Starbuck had thrown the musket to the sergeant, thrown it hard enough to make Case step back a pace as he caught it. "You'd want to fight Yankees with one of those, Sergeant?" Starbuck asked.
Case twirled the musket in his big right hand as though it weighed no more than a cornstalk. "They won't be doing no fighting, Lieutenant. These men ain't fit to fight. And that's why you were sent to us." Case's small head jerked back and forth on the ludicrous neck as he spat his insults. "Because you ain't fit to fight. You're a bloody drunkard, Lieutenant, so don't give me any talk of fighting. You don't know what fighting is. I was a Royal Fusilier, boy, a proper soldier, boy, and I know soldiering and I know fighting, and I know you ain't up to it else you wouldn't be here." Case threw the musket hard back, stinging Starbuck's hands with the impact of the weapon. The tall sergeant stepped further inside the armory and thrust his broken-nosed face close to Starbuck. "And one other thing, boy. You pull rank on me one more time and I'll nail your hide to a tree and piss all over it. Now put that musket back where you found it, give me the armory key, and bugger off where you belong."
Not now, Starbuck had told himself, not now. This was not the time to put Case right, and so he had merely put the musket in its box, meekly handed Case the key, and walked away.
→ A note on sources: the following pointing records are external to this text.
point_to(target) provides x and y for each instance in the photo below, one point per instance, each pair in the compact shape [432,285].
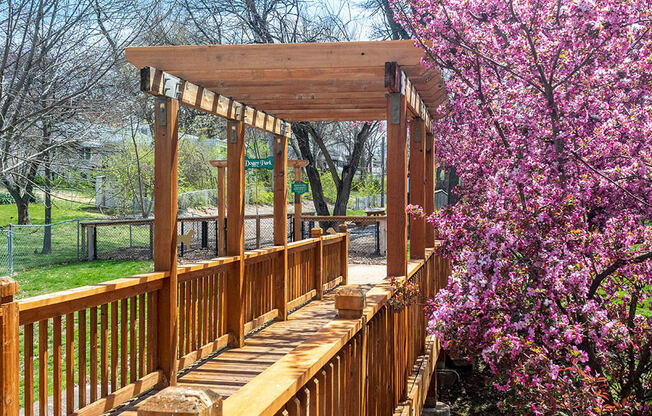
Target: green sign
[267,163]
[300,187]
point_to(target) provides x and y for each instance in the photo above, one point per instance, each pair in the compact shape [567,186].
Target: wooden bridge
[278,330]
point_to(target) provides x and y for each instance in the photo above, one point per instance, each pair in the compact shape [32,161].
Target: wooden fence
[378,364]
[95,347]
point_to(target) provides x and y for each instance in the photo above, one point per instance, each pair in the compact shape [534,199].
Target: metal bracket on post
[395,108]
[238,110]
[416,134]
[233,136]
[161,108]
[171,86]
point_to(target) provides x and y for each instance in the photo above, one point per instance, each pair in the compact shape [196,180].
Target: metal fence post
[9,348]
[182,233]
[10,251]
[78,240]
[217,239]
[204,234]
[377,238]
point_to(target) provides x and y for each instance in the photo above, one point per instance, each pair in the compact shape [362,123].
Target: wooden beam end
[392,77]
[182,400]
[350,301]
[146,78]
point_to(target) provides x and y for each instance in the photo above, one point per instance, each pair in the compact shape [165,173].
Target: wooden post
[396,185]
[235,150]
[319,261]
[90,242]
[281,225]
[165,232]
[417,183]
[220,211]
[297,206]
[344,254]
[9,348]
[429,193]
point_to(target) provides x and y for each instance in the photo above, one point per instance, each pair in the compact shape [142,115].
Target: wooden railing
[363,366]
[100,339]
[92,348]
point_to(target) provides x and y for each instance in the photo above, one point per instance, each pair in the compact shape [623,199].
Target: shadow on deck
[228,370]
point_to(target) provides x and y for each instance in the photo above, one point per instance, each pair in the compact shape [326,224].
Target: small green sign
[300,187]
[267,163]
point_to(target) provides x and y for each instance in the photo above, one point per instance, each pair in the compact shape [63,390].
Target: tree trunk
[22,203]
[47,230]
[303,139]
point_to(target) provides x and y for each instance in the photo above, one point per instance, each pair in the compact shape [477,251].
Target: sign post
[266,163]
[300,187]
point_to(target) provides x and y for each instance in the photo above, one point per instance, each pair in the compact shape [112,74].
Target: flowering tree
[549,126]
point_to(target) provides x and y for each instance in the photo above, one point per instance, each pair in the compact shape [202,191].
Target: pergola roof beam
[153,81]
[396,80]
[341,81]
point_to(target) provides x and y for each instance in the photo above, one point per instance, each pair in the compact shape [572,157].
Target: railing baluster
[70,363]
[29,370]
[133,359]
[104,350]
[43,367]
[124,342]
[56,366]
[114,346]
[142,324]
[93,347]
[81,322]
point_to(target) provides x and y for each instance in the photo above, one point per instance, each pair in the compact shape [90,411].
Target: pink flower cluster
[549,126]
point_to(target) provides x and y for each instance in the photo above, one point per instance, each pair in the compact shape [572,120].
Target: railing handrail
[345,218]
[47,306]
[148,220]
[135,302]
[271,389]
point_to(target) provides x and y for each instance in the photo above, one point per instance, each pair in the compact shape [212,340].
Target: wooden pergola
[128,337]
[269,86]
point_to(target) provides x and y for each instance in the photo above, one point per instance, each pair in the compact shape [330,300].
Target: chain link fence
[27,246]
[199,238]
[367,235]
[22,246]
[5,255]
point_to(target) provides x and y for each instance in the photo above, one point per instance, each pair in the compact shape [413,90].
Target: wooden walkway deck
[227,371]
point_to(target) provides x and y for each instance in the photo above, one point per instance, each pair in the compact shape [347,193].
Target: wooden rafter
[343,81]
[152,81]
[397,81]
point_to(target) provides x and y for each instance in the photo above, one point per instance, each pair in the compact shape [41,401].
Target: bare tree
[55,58]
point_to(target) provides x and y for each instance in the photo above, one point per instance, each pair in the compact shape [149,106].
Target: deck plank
[228,370]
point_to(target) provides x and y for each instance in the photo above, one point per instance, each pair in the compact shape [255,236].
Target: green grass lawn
[60,212]
[65,276]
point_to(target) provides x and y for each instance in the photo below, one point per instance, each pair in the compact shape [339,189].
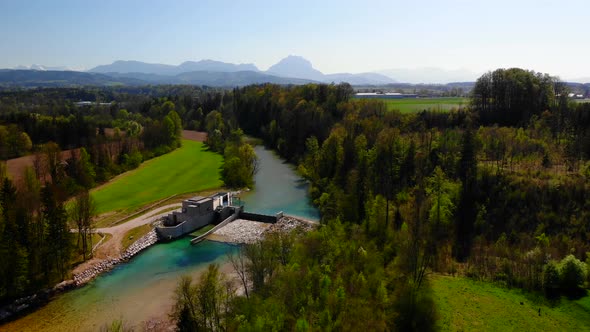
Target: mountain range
[290,70]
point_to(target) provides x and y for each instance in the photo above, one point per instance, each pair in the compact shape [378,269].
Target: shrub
[572,272]
[551,277]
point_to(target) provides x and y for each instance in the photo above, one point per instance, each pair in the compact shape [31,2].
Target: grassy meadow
[189,168]
[411,105]
[468,305]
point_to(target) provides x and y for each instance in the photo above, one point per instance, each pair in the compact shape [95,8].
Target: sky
[336,36]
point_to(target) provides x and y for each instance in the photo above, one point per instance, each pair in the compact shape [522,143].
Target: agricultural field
[411,105]
[468,305]
[190,168]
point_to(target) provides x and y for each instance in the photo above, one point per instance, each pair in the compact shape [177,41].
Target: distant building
[387,95]
[90,103]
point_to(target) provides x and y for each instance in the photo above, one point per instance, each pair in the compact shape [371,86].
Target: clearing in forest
[412,105]
[190,168]
[467,305]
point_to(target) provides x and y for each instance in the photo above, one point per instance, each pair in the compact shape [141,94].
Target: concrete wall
[190,225]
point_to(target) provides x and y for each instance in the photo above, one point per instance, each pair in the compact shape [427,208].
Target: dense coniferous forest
[73,148]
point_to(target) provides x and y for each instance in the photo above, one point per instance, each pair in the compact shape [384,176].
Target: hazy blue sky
[336,36]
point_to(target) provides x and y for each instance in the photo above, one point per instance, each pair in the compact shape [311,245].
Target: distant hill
[123,67]
[299,67]
[51,78]
[211,65]
[430,75]
[239,78]
[359,79]
[134,67]
[41,67]
[296,66]
[212,78]
[35,78]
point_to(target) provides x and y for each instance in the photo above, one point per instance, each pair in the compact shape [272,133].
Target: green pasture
[190,168]
[468,305]
[411,105]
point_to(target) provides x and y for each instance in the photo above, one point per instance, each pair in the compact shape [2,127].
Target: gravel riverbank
[247,231]
[107,264]
[33,301]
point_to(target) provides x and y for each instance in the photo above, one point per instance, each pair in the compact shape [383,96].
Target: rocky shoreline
[92,272]
[246,231]
[38,299]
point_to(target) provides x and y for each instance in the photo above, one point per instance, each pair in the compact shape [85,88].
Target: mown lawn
[468,305]
[189,168]
[135,234]
[411,105]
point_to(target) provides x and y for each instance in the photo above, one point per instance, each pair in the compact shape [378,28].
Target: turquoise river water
[142,289]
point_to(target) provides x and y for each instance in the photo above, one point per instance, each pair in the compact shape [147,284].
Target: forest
[73,149]
[495,191]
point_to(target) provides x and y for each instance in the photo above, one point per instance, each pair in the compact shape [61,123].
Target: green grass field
[189,168]
[411,105]
[468,305]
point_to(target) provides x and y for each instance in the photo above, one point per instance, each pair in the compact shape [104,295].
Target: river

Now, at the supper table, Starbuck was again the butt of bullies only this time it was Thomas Dennison and his cronies who had their sport with a man they believed was a weakling. Captain Lippincott rolled a peach to Starbuck. "Reckon you'd prefer a brandy, Potter," Lippincott said.
"Reckon I would," Starbuck said.
"Sir," Dennison said immediately.
"Reckon I would, sir," Starbuck said humbly. He had to play the fool so long as he decided against revealing
his identity, but it went hard on him. He told himself to stay calm and to play the failure for a short while yet.
Lippincott edged his brandy glass toward Starbuck, daring him to take it, but Starbuck did not move. "Of course there's one thing to be said for being a drunk," Lippincott said, taking the glass back, "it means you'll probably sleep away the days here. Better than sitting around doing nothing. Ain't that right, Potter?"
"Right," Starbuck agreed.
"Sir," Dennison said, then hiccuped.
"Sir," Starbuck said.
"I ain't saying I'm not grateful for being here," Lippincott went on gloomily, "butr hell, they could give us some entertainment."
"Plenty in Richmond," Dennison said airily.
"If you've got the money," Lippincott acknowledged, "which I ain't."
Dennison stretched back in his chair. "You'd rather be in a fighting regiment?" he asked Lippincott. "They could always transfer you. If that's what you want, Dan, I'll tell Holborrow you're eager to go." Lippincott, a sallow man with a fringe of beard, said nothing. Most of the Yellowlegs officers had been transferred, either to garrison duty or to the provosts, but a few had been posted to fighting battalions, a fate that plainly worried these remaining captains, though not Dennison, whose skin disease was sufficient to keep him out of harm's way. He gingerly touched one of the horrid sores on his face. "If the doctors could just cure this," he said in a tone that suggested he was confident that the disease was incurable, "I'd volunteer for a transfer."
"You are taking the medicine, Tom?" Lippincott asked.
"Of course I am," Dennison snapped. "Can't you smell it?"
Starbuck could indeed smell something medicinal, and the smell was oddly familiar; a thin rank odor that disturbed him, but which he could not quite place. "What medicine is it, sir?" he asked.
Dennison paused while he considered whether the question constituted impudence, then he shrugged. "Kerosene," he answered after a while.